18.06.–24.07.1988

"the photo-booklets that are the reason for this exhibition will be shown as provisional booklets containing original photos in transparent covers and as three printed and published booklets - indicating a series. these are not to be viewed as catalogues with photo illustrations, but as the valid form of publication. i have been thematising the connection between two photos for 15 years, using the fundamental condition of a book - in which two pages are always visible - as the point of departure, and i identify the page with the photo. i refer this practice each time to superficial theorems, in earlier times to the assertion of a film-editing model, the smallest unit in film (thematising the movement between two photos), later to that of the ornament, not to be confused with decoration or embellishment or reduced to rapport, but made pointed, in the sense of Semper, to the origin of the ornament, the seam. the ornament is the trace of a criminal movement, which will lead, as a model, the murderer back to the crime

having the crime in mind he paced to the horse, rode to her, struck her with a sword, time passed the corpse grew tender.

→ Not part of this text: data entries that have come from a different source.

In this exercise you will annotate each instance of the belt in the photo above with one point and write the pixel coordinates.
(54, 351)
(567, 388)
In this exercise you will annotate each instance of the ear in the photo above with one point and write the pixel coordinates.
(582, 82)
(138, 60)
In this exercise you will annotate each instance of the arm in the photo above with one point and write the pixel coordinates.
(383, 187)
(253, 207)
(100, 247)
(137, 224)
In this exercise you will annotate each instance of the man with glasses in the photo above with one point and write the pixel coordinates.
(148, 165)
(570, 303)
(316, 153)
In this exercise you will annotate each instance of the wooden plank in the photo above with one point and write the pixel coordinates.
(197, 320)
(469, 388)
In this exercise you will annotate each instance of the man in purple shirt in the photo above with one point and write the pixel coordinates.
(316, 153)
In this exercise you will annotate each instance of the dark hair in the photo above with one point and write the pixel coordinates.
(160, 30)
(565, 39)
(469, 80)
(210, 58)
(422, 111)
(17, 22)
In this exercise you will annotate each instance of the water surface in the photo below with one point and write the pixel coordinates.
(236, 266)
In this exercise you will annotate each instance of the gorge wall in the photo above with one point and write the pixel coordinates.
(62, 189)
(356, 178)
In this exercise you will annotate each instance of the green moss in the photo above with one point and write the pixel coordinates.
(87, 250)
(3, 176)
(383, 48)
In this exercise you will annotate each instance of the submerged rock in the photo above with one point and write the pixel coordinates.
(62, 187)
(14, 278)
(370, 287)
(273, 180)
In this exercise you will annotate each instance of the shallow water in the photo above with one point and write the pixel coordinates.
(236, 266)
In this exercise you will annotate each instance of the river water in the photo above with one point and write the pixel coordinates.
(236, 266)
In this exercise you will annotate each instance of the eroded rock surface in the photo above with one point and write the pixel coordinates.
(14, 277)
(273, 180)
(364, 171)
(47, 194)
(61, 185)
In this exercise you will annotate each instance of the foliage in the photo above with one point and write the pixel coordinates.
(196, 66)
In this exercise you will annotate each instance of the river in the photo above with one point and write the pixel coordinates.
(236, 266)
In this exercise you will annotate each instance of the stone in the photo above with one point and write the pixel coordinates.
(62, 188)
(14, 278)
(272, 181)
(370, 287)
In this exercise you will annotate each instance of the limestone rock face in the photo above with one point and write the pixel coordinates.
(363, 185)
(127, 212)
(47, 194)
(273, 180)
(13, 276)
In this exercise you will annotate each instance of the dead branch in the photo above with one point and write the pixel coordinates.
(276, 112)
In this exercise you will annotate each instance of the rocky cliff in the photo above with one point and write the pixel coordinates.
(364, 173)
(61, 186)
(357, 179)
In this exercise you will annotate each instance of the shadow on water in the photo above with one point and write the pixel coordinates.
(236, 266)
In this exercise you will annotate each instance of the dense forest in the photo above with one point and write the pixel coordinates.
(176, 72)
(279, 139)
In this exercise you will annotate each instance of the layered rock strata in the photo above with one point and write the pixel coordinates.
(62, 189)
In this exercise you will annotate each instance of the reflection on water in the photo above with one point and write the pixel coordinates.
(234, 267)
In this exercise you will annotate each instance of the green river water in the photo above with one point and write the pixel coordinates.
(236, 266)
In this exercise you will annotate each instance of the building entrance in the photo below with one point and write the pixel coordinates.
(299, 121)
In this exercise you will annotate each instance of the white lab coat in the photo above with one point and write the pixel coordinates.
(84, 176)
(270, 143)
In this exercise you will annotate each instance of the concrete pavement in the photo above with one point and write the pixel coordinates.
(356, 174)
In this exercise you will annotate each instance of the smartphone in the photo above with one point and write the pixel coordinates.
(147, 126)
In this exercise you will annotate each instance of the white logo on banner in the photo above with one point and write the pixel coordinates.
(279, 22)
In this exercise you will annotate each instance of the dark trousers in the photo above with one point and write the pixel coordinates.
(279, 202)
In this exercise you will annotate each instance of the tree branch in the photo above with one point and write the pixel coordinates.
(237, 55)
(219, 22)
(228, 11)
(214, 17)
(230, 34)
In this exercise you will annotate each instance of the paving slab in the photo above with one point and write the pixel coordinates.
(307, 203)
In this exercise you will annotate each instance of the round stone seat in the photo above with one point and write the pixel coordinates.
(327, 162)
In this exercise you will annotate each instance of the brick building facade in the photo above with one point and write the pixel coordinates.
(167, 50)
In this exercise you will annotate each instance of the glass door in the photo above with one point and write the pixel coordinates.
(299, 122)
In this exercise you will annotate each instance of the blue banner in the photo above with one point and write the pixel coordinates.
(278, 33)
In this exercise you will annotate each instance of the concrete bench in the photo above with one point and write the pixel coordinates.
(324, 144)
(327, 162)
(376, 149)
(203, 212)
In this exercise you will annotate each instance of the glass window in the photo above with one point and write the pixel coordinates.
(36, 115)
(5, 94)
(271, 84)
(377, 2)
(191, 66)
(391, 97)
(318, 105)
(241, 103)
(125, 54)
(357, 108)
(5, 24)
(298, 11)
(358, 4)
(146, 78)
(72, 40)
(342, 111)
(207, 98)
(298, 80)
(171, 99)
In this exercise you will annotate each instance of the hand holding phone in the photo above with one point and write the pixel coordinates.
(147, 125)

- drastic event - and later to the scene of the crime, a movement tending to be circular with a cut. linking two photos has shown itself to be purely ornamental work. the ornament is not a crime, but the trace helping to solve the crime. our crime is no longer pure as a model, but dispersed, atomised, omnipresent, perhaps to be called horror. the drawings express this theoretical circling and the circling of the explorer. the system is the result and the exhibition an indication of it. the individual drawings are results or sketches as results and the sketches point to painting, sculpture, photography. all in all, i like to say that drawings are sketches for photography. a good drawing contains the holes through which the viewer will fall. those exhibited now are from the period of october 1986 to the present. one and a half years certainly imply restriction. i would like to communicate the richness in this restriction."